The dense structure of chewy brownies requires a strong base to support all that chocolate flavor. Using 1 3/4 cups of all-purpose flour provides enough gluten to give a chewy, elastic texture.
Cakey brownies are built around a light, airy structure. They need significantly less all-purpose flour -- just 2/3 cup -- to provide a foundation for the rest of the ingredients.
Both styles benefit from common all-purpose flour. Cake flour is lower in protein than all-purpose flour, and leaves brownies of both styles with a crumbly texture that does not hold together well.
Eggs provide protein, which strengthens the gluten in the flour.
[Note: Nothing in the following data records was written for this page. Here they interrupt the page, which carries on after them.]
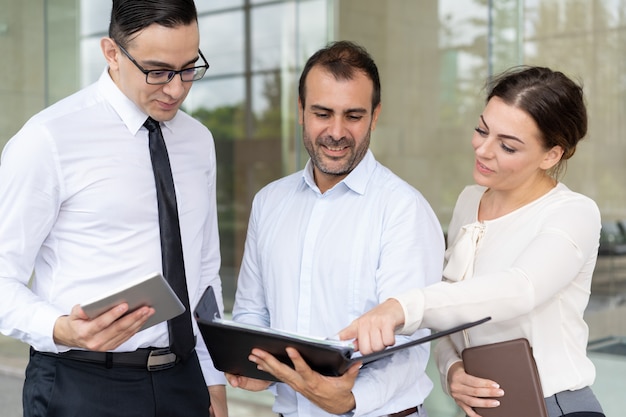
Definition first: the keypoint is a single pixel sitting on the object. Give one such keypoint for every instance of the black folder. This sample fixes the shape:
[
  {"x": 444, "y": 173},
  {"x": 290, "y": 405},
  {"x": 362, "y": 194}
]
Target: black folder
[{"x": 230, "y": 344}]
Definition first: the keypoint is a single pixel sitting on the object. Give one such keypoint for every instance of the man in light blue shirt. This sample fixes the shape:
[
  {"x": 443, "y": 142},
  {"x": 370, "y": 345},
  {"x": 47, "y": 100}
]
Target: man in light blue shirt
[{"x": 329, "y": 243}]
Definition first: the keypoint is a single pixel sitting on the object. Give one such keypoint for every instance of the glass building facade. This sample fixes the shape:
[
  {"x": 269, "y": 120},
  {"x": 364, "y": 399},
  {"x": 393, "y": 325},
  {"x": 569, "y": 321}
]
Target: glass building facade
[{"x": 434, "y": 57}]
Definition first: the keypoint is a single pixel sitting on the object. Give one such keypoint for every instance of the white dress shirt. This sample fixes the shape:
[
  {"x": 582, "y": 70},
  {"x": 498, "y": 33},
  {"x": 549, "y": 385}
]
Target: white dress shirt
[
  {"x": 314, "y": 262},
  {"x": 530, "y": 270},
  {"x": 78, "y": 204}
]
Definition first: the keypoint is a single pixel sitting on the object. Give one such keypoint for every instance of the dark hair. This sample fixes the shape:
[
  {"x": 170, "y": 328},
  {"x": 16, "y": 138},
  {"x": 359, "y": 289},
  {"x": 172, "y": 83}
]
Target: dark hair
[
  {"x": 130, "y": 16},
  {"x": 341, "y": 59},
  {"x": 554, "y": 101}
]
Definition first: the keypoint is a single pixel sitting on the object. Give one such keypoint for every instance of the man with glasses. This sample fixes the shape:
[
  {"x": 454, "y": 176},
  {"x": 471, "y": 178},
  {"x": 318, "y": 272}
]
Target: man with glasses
[{"x": 81, "y": 206}]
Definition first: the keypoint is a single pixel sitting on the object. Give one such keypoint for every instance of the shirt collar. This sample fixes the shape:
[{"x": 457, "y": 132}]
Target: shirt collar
[
  {"x": 356, "y": 180},
  {"x": 125, "y": 108}
]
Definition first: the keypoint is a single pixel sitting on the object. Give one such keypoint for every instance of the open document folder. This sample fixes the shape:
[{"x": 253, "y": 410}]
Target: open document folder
[{"x": 230, "y": 344}]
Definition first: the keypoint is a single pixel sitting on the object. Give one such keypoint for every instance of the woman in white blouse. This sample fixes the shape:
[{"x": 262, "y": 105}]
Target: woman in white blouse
[{"x": 521, "y": 248}]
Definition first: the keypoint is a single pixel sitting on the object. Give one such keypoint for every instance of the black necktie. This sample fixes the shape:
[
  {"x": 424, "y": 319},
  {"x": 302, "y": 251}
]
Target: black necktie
[{"x": 182, "y": 340}]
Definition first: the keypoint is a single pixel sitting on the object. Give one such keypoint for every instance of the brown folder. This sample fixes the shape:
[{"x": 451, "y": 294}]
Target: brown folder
[{"x": 510, "y": 364}]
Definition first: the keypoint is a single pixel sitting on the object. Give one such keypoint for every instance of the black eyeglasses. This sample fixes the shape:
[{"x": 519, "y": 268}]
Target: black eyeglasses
[{"x": 156, "y": 77}]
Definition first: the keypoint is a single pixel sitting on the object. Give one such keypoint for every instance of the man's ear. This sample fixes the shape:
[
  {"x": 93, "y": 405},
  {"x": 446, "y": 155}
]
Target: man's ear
[
  {"x": 300, "y": 112},
  {"x": 110, "y": 52},
  {"x": 552, "y": 157},
  {"x": 375, "y": 115}
]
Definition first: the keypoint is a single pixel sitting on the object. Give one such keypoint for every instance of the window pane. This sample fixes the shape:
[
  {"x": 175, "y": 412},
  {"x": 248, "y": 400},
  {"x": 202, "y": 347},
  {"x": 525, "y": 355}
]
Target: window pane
[{"x": 222, "y": 42}]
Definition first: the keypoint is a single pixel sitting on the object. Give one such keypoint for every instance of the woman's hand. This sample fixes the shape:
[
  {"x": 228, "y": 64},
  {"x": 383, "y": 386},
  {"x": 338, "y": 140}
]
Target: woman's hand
[
  {"x": 375, "y": 329},
  {"x": 469, "y": 391}
]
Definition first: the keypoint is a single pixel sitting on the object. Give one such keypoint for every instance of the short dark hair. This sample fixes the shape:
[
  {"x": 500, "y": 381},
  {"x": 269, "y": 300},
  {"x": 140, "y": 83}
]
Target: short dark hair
[
  {"x": 555, "y": 102},
  {"x": 130, "y": 16},
  {"x": 341, "y": 59}
]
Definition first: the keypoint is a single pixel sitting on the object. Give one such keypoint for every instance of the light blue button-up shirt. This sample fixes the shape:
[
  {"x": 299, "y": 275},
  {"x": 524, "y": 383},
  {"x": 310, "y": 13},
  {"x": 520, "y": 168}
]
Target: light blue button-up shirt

They also act as emulsifiers, helping bind the fat with the other ingredients.
Chewy brownies benefit from an extra egg yolk per whole egg called for in the recipe. The extra protein in the additional egg yolk helps give the brownie its density.
Cakey brownies leave out the extra egg yolk. By using whole eggs only, they maintain a protein level that is similar to that in cake. This results in a cakelike texture.
The fat in brownies gives them the richness you expect from a chocolate treat. The key to chewy brownies is the ratio of saturated to unsaturated fat. Using a mixture of melted butter and vegetable oil will give you a chewier texture than either fat alone. The extra egg yolk also adds fat.
Cakey brownies have less than one-half the fat of chewy brownies, which keeps their texture light and airy.
A brownie's entire reason for being is to showcase chocolate. This is one area where you can experiment freely. Most recipes for either style of brownie call for 1/4 to 1/3 cup cocoa powder.
If your tastes trend toward the chewy side of the brownie world, consider adding finely chopped chocolate chunks as well. Adding bittersweet, semi-sweet or even milk chocolate will give your customized brownies a twist.
If you prefer cakey brownies, you can ramp up the chocolate flavor by coating your baked and cooled brownies in chocolate ganache or buttercream.